True Weird Vol. 1 (Dark Horse) This book's cover sold me on it immediately, featuring as it does a Michael Avon Oeming drawing of what appears to be one a Hopkinsville goblins peering into a window. The book contains the five back-ups from Oeming and writer James Tynion IV's 2023 miniseries Blue Book, which seems to have been a comics re-telling of the Betty and Barney Hill abduction case, widely thought of as the first modern alien abduction story**, as well as seven other stories, the providence of which I am unsure of (The fine print on one of the early pages says the book "collects True Weird stories 1-10 and 12-13", suggesting they appeared somewhere else previously. Perhaps online...?)

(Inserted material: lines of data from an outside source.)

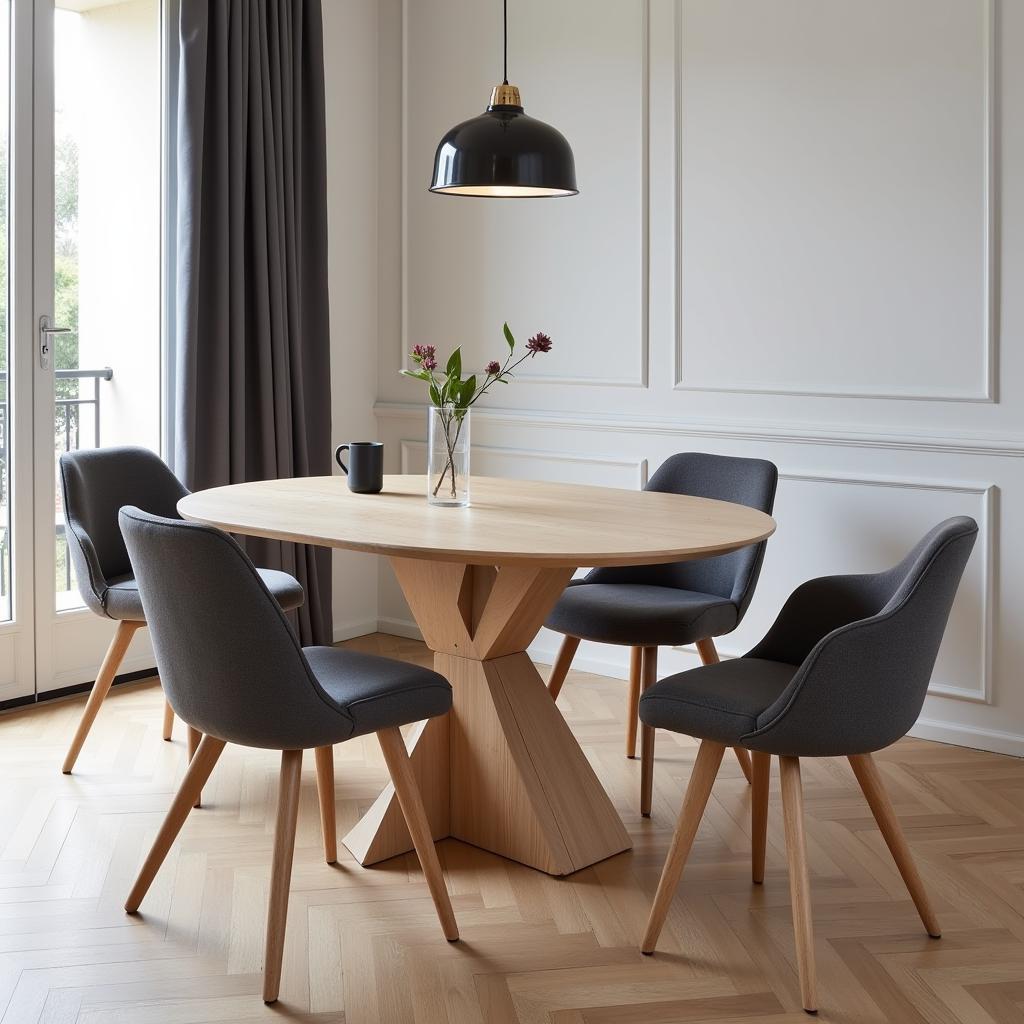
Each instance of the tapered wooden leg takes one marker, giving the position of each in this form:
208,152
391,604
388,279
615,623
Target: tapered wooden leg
396,758
709,655
281,870
112,662
800,883
194,740
168,720
199,771
759,814
633,700
648,676
325,790
870,782
561,667
705,769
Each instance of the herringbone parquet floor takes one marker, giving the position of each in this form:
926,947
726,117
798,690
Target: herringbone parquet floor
364,946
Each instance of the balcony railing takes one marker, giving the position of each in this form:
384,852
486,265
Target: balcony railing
68,420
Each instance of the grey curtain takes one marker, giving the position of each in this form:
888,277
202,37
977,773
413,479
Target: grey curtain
252,346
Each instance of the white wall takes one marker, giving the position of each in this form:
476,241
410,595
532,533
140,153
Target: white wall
799,228
350,45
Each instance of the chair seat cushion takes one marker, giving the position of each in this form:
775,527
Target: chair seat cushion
639,614
716,701
378,692
122,600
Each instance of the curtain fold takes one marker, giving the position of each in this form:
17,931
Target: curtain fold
252,351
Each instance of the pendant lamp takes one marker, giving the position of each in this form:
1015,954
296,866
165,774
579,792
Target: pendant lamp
504,153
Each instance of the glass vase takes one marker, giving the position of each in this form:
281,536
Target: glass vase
448,456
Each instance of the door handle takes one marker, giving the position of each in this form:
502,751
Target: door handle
45,330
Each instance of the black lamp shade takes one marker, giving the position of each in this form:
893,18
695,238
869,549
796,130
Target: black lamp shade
506,154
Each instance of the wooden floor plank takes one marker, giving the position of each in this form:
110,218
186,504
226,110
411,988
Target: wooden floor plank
364,944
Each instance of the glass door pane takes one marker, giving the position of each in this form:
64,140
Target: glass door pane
105,237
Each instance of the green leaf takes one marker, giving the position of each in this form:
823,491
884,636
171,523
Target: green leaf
454,368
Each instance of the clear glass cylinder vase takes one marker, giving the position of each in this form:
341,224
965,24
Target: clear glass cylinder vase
448,456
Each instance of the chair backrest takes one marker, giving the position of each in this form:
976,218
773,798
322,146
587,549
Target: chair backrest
862,685
95,484
228,662
745,481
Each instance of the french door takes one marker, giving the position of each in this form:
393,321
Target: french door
80,327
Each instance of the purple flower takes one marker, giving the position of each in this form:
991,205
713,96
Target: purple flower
539,343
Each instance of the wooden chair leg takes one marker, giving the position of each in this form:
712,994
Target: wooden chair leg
411,801
199,771
168,720
709,655
112,662
705,769
759,814
281,870
800,884
561,667
194,740
633,700
878,799
648,676
325,790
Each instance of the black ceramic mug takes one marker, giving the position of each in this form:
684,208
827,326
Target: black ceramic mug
366,466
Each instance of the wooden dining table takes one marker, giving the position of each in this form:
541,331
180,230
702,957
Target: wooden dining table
503,771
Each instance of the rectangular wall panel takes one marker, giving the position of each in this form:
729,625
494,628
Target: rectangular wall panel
835,201
574,268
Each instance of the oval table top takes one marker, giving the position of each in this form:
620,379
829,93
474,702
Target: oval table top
522,522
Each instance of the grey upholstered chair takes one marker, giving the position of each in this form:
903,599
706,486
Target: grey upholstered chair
842,673
95,483
647,606
233,670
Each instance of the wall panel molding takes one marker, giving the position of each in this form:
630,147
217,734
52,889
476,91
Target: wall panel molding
988,329
942,443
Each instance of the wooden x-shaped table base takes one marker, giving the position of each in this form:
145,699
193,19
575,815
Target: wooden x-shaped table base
503,771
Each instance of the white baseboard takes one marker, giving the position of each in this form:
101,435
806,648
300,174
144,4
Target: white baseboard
399,628
354,628
967,735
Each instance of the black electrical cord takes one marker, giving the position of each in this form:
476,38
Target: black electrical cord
506,19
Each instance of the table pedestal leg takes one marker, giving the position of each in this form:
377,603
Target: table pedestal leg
503,771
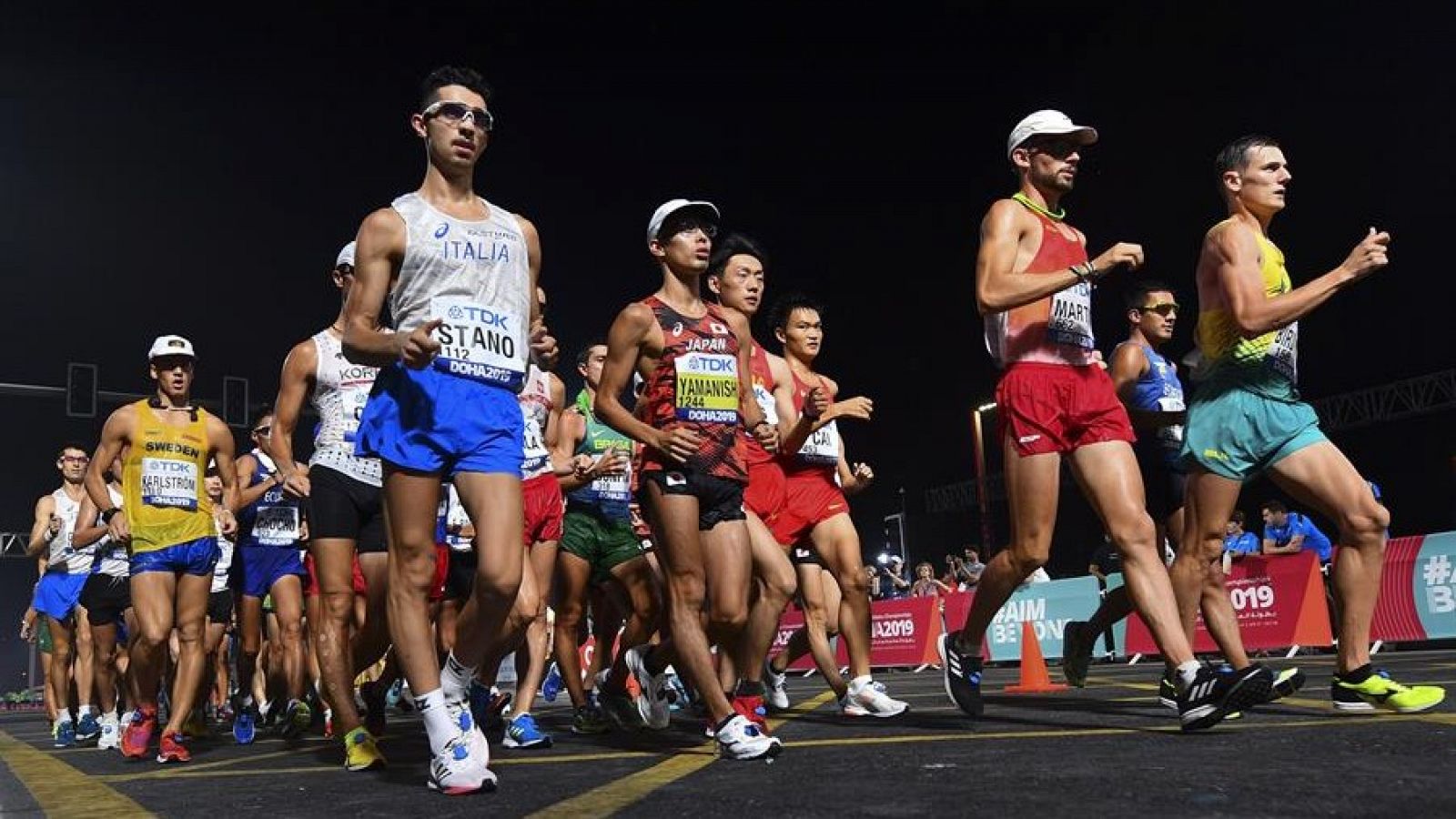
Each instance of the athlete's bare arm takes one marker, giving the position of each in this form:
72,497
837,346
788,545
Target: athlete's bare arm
1128,365
632,344
749,409
378,254
47,525
1009,241
295,385
114,438
1229,278
222,442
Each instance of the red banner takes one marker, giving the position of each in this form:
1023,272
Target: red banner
903,632
1279,599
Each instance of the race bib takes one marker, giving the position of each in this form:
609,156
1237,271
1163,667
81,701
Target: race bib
478,343
822,448
277,525
1283,353
1070,321
706,388
169,482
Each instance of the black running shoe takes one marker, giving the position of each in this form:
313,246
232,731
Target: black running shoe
1215,694
963,675
1077,642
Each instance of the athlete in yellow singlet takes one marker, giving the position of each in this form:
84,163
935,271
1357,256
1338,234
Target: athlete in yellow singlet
1247,419
165,445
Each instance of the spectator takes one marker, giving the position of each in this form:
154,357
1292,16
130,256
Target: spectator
972,569
875,589
895,581
1289,532
1237,542
1106,560
926,584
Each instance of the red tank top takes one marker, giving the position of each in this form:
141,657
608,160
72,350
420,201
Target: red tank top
695,385
820,450
763,385
1056,329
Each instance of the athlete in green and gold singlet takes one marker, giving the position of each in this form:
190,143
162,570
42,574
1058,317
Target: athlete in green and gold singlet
1247,419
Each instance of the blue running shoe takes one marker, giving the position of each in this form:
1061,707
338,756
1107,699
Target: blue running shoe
89,729
521,732
245,724
552,685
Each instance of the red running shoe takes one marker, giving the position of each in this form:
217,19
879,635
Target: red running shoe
137,736
172,749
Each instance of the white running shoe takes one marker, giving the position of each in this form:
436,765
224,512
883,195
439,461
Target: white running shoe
742,739
778,697
871,702
109,734
655,704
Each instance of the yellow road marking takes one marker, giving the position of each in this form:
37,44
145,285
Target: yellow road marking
60,789
618,794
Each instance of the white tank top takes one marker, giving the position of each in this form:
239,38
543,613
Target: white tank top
477,278
63,555
111,555
536,407
339,392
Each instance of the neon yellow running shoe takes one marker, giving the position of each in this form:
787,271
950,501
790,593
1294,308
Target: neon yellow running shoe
360,753
1380,691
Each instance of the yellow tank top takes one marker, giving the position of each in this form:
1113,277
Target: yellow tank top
162,482
1266,363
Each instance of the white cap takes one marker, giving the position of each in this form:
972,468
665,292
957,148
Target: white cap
669,208
171,346
346,257
1047,121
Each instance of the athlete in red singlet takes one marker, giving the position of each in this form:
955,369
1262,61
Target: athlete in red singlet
695,359
1034,286
815,511
735,278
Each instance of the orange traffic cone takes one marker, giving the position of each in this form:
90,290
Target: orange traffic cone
1034,678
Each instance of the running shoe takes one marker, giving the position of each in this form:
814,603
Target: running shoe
172,749
1215,694
589,720
521,732
740,739
1168,691
245,724
65,733
873,700
752,709
1286,682
460,768
1382,693
963,675
552,685
1077,642
87,729
775,682
137,736
375,707
360,751
654,704
621,709
296,719
109,733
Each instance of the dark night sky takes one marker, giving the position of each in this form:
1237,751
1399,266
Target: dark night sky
194,175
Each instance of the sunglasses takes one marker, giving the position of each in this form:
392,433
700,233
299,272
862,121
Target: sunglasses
455,113
688,227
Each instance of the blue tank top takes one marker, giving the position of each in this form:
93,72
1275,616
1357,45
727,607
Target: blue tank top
274,519
1159,390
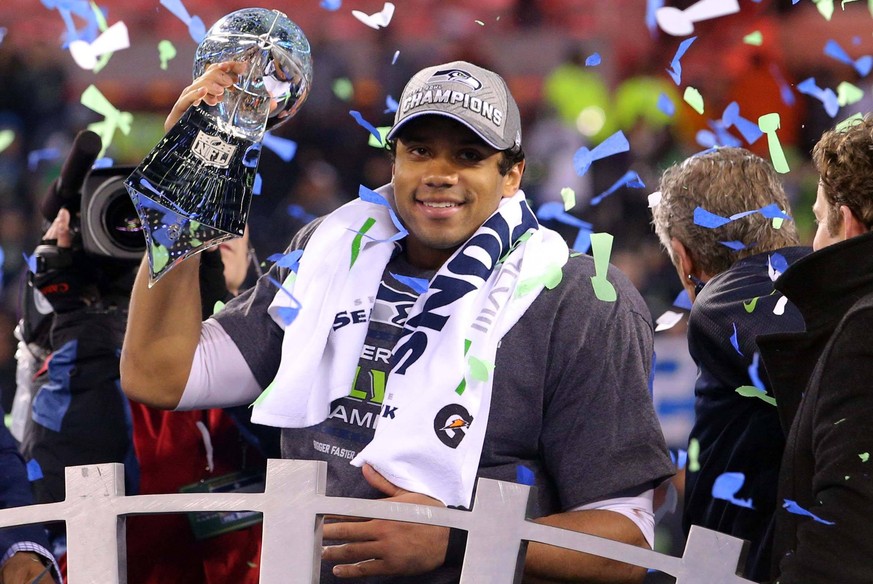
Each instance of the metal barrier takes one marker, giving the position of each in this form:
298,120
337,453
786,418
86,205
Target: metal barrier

The stories, which sadly do not include a telling of the Hopkinsville incident depicted on the cover, are, as the title suggests, on some aspect of the maybe true-ish variety of weird story. Many of them are quite famous stories likely to already be familiar to anyone with an interest in Forteana: The aforementioned legend of the green children, the Count of St. Germain, spontaneous human combustion, India's Monkey Man and the hoax of the Piltdown Man. Perhaps less well-known stories detail a woman who investigated spiritualists, an insatiable man from revolutionary France, a campfire-like story of an undead killer and an 18th century English woman executed as a witch.
While there's nothing particularly revolutionary or revelatory in True Weird, many of the stories have proved of perennial interest, and are thus likely to pique that of many readers, whether they've heard prose versions of these stories (or those like them) before or are here hearing of them for the first time.